Pero eso no significa que vaya a ser así para siempre. En los años 70 hay una prioridad, y se entiende perfectamente, de consolidar una democracia que tuvo en el 81 un intento de golpe de Estado. Luego a partir de este momento se tenía que hacer un esfuerzo y, creo, más consensuado. Y eso no se hace. En el momento en que la memoria histórica se convierte en la política de la memoria histórica, vamos mal. Porque es un proyecto de un partido, y no de los otros. Creo que con la memoria histórica no puede ser que un partido decida qué nombres se quitan de las calles. Eso tiene que ser consensuado.
Sobre la cobertura de los escándalos de la Casa Real a causa del rey Juan Carlos, ¿comprobó que antes en España los medios no hablaban de todos esos rincones oscuros del monarca y, en segundo lugar, escribir sobre ellos para The New York Times le causó algún problema?
Sí, yo creo que sí. Hice un reportaje en ese momento (2012) cuando ya había escándalos. Escribí sobre algo que se menciona en el reportaje de Kazajistán (publicado por este diario) cuando el presidente de ese país dice que me da pena este rey que no tiene dinero y por eso le he dado cinco millones. La pregunta que hacíamos con mi compañera (la coautora del artículo) se refería a que el rey había llegado en 1975 de la mano de unos políticos y de un régimen que le otorgó su trono, pero sin contar con muchos recursos económicos. Tuvo que construir su vida, supongo que con una cierta envidia a otras casas reales. Y eso no gustó en este momento. Tuvimos muchas críticas. Yo preguntaba sobre Marivent, sobre quién había decidido convertirlo en un palacio real y por qué. Y esas preguntas eran vistas en ese momento como de mal gusto. Francamente, de mal gusto. En el Palacio de la Zarzuela tuvimos una reunión. El mensaje era que eso no corresponde, igual que en otros tiempos no correspondía preguntar la edad de una señora.
¿Fue una reunión tensa?
Sí. Yo creo que la Casa Real se ha beneficiado durante mucho tiempo de un estatus de tema tabú. Yo he conocido a corresponsales de la Casa Real. Entonces, ellos sí vieron cosas, pero eso no salía en los reportajes. Todo eso era un periodismo muy limitado, muy controlado. Aparte de unas revistas satíricas, nadie estaba dispuesto a publicar nada. Luego me ha sorprendido leer cosas que habían pasado antes de mi llegada. El caso KIO no es una historia pequeña. ¿Cómo es que nadie fue más allá y preguntó para quién se hacía ese negocio? La manera de actuar del rey no empieza en la década de mi libro, pero lo que empieza en la década de mi libro es un poco como la broma de decir que el rey ha pasado de ser cazador a ser cazado por la prensa. Ahora realmente ya no hay barreras. Bueno, a lo mejor sí que hay todavía barreras. No lo sé.

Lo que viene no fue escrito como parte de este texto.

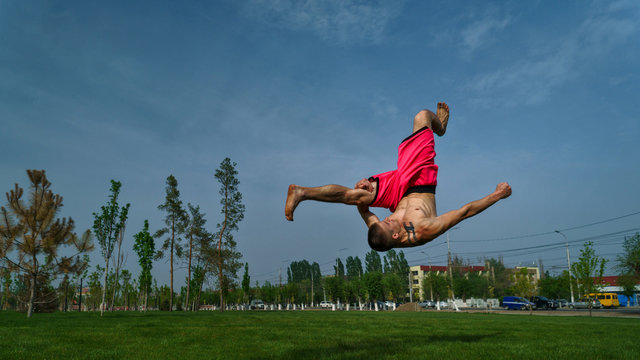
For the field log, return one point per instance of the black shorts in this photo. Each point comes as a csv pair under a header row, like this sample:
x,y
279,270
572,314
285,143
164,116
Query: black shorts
x,y
421,189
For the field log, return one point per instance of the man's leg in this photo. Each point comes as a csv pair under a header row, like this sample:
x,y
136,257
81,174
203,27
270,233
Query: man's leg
x,y
435,121
450,219
326,193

El lector se queda con la sensación de que usted tiene una visión positiva de España. ¿Cómo cree que va a encajar el choque de la pandemia? ¿Mejor o peor que otros países?

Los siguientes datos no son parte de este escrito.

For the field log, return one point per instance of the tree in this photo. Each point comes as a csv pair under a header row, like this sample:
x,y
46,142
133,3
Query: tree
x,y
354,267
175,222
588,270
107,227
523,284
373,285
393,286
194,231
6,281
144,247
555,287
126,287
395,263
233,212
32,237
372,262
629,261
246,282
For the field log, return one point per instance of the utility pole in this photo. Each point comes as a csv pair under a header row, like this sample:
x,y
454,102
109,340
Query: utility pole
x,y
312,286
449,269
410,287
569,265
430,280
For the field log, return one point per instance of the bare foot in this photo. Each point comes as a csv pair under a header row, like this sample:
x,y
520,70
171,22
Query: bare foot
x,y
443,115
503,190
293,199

Yo creo que vamos a necesitar años para entender la pandemia. No meses. Años. Hay muchas incógnitas. Una cosa que me parece clara es que hay un cansancio muy fuerte de la gente. Creo que hemos llegado a un nivel de cansancio tan brutal que puede pasar cualquier cosa. No sé si la población española, ni fuera de España tampoco, está dispuesta a pasar la Navidad encerrada en su casa sin poder compartirla con sus abuelos. No lo sé. No lo tengo claro.